Miriel stiffened and groaned. It had been her brother's arm over her. He had most often on the journey slept outside by the fire to leave room for the others, but since they had begun to move near the mountains again, making their slow way uphill en route to the high pass, the whole family had found themselves moving the benches aside in the carriage, and rearranging the other wagon, that each person might sleep in a huddle on those nights that they were between the Inns.
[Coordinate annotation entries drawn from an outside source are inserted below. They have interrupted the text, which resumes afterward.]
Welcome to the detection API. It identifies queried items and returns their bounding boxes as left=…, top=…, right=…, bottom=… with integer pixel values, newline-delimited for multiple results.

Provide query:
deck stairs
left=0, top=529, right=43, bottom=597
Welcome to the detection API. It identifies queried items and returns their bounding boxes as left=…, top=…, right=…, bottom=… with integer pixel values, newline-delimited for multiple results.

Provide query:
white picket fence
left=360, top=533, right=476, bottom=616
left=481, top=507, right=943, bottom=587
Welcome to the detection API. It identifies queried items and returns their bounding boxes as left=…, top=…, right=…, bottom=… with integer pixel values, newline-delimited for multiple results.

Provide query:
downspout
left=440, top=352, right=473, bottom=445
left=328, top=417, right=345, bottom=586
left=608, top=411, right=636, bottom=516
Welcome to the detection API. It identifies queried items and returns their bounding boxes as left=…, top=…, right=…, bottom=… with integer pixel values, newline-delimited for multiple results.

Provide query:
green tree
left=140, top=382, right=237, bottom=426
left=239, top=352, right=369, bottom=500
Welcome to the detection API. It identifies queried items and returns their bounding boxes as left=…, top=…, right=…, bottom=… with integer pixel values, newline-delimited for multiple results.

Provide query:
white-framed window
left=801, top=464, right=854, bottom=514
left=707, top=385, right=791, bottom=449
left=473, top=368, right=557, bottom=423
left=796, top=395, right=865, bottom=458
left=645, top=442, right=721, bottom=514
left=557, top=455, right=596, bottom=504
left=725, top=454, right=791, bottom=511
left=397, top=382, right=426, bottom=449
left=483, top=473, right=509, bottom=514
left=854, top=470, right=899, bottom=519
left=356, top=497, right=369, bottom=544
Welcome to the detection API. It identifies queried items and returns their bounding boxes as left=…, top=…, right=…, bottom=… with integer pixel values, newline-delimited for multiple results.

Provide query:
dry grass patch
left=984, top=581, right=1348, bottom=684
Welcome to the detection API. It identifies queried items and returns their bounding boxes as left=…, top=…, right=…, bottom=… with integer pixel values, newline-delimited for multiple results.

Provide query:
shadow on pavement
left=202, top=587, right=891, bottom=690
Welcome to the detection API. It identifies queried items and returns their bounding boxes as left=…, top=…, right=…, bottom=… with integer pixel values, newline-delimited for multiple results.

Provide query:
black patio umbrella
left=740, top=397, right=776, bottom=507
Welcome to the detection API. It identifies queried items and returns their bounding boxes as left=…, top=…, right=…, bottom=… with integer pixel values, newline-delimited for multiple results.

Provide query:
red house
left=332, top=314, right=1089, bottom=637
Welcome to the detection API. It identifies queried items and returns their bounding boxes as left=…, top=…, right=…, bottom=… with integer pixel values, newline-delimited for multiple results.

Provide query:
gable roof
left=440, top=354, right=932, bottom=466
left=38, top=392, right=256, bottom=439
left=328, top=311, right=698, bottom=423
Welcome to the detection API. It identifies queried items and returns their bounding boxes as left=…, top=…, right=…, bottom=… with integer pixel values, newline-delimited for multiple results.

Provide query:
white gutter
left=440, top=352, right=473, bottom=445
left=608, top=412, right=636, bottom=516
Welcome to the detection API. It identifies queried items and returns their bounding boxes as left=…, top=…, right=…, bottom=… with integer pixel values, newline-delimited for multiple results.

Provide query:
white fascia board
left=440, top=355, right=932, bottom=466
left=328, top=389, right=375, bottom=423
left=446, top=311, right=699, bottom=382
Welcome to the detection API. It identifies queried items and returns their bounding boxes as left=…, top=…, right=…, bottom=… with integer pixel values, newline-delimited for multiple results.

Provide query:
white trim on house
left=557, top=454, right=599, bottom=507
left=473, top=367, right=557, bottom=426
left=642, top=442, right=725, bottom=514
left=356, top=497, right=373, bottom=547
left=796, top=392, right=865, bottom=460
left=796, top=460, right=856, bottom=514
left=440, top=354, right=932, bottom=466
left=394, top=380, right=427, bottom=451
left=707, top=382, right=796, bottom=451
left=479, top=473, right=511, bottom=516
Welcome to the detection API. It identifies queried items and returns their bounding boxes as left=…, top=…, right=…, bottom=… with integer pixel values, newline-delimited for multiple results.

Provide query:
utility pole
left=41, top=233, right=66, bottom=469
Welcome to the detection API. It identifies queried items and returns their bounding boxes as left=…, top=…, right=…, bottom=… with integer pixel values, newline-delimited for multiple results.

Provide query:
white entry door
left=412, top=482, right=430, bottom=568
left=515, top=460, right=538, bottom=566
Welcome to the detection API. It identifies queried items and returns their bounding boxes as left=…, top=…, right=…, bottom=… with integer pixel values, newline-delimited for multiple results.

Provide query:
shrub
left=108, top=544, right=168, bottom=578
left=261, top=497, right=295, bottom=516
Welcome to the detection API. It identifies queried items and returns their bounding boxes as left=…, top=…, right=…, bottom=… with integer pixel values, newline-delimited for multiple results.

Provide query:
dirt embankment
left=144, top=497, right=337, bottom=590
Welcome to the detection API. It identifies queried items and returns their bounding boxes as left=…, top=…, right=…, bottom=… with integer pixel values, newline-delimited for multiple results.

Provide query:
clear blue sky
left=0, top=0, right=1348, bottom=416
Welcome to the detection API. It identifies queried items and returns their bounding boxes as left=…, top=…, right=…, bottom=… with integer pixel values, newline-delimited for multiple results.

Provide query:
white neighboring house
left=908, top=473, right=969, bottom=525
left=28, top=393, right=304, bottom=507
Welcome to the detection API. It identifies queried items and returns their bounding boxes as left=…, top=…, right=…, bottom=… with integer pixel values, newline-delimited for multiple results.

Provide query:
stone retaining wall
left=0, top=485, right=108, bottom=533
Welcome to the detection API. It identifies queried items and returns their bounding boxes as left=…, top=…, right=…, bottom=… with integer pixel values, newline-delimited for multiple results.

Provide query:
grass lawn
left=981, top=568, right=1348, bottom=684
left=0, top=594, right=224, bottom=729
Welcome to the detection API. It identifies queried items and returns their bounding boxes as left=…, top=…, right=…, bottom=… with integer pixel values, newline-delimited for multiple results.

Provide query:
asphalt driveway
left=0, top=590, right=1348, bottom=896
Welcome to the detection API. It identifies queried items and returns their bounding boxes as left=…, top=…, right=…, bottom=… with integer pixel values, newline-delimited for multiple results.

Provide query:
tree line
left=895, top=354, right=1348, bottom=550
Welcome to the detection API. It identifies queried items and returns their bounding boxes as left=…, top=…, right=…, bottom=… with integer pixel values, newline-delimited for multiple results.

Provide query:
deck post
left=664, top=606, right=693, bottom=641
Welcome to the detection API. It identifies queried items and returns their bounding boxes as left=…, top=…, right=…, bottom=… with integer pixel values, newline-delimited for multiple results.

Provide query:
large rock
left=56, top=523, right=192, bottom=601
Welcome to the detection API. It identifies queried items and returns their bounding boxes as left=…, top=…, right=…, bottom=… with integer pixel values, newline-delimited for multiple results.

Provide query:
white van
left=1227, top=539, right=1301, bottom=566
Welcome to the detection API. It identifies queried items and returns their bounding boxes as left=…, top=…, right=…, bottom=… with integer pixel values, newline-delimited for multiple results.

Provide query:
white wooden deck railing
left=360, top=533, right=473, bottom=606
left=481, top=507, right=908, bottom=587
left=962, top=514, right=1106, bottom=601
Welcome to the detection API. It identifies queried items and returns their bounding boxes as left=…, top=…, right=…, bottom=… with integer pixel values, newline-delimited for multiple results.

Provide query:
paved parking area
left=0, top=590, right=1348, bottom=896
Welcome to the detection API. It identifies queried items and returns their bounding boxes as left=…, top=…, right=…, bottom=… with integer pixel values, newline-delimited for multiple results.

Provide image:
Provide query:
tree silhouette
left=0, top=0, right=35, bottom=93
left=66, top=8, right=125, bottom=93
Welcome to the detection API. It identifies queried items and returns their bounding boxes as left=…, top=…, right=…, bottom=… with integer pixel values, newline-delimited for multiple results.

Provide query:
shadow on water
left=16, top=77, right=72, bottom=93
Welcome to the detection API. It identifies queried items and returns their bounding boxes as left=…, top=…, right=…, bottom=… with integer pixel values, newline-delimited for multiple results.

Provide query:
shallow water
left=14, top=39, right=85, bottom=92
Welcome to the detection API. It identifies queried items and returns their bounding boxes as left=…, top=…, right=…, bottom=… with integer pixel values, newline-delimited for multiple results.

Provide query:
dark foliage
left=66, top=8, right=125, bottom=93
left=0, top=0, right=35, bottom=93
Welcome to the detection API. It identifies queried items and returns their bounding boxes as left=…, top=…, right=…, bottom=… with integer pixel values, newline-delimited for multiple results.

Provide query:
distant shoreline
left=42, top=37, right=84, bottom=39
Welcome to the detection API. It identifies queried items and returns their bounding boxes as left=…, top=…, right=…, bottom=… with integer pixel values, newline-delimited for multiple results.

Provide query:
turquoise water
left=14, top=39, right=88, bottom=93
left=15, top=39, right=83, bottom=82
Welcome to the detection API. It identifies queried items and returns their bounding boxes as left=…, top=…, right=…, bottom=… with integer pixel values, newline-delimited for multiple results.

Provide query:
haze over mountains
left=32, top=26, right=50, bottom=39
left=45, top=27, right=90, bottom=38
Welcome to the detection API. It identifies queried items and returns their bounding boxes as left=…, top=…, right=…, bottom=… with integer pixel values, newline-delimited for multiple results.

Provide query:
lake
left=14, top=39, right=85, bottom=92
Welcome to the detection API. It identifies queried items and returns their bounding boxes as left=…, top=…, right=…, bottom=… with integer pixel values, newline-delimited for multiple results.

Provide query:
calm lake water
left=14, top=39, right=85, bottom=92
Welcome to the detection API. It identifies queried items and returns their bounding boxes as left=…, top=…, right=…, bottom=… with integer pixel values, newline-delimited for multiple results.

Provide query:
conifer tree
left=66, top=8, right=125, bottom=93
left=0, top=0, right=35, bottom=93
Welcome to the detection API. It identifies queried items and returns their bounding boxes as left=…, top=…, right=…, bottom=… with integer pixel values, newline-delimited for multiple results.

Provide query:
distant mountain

It was not completely unbearable, for there were many bodies to stay warm amidst.
“Were you having a nightmare?” Faeldor wondered.
She paused before answering. “Yes.” Perhaps it could be considered a nightmare. It was a dream she never would have willed herself to have.
“It will be dawn soon,” Faeldor tried to comfort her, laying back down on his pillow, and pulling the pile of blankets up further over them. Gilwen shifted against his back, pressing near, and he head Haliel mumble in her sleep at their feet. She had the most blankets of all, for she was the only one short enough to fit widthwise in the carriage, though she seemed not to mind, with Lilotie purring near her head.
“You can lay near,” he whispered. “It's fine, you're still my little sister,” he teased lightly. “Don't you remember camping with Father when we were young? You'd rather sleep by me than the fire.”
“You've always slept hot,” Miriel remembered. “I could not get close enough to the fire without rolling right into it,” she smiled in the dark.
Miriel turned back around to face her child, settling with her back against her brother, though her eyes no longer had sleep in them, and she lay remembering the dream. Durion. She loathed Melian's father… she had loved nothing of him, save his embrace, and it had not taken her down kind road. It was long past the time when Faeldor's breaths once more became deep and even, and she still lay warm, but not asleep, that her eyes began to take in the dusky morning twilight.
She looked above to the western window of the carriage. The mountains were white and stark blue with snow beside them, and seemed to stretch on for endless ages. Miriel wrapped the blanket more closely around her shoulders, looking across to her infant daughter so soundly sleeping beside her; her little chest rising and falling, and her eyes contentedly shut.
“You won't remember Minas Tirith at all,” she hummed to her at the dawn of morning. “I shall never set foot in the White City again, nor ever take you there. Promise me you will not go seeking what lies behind, little one.”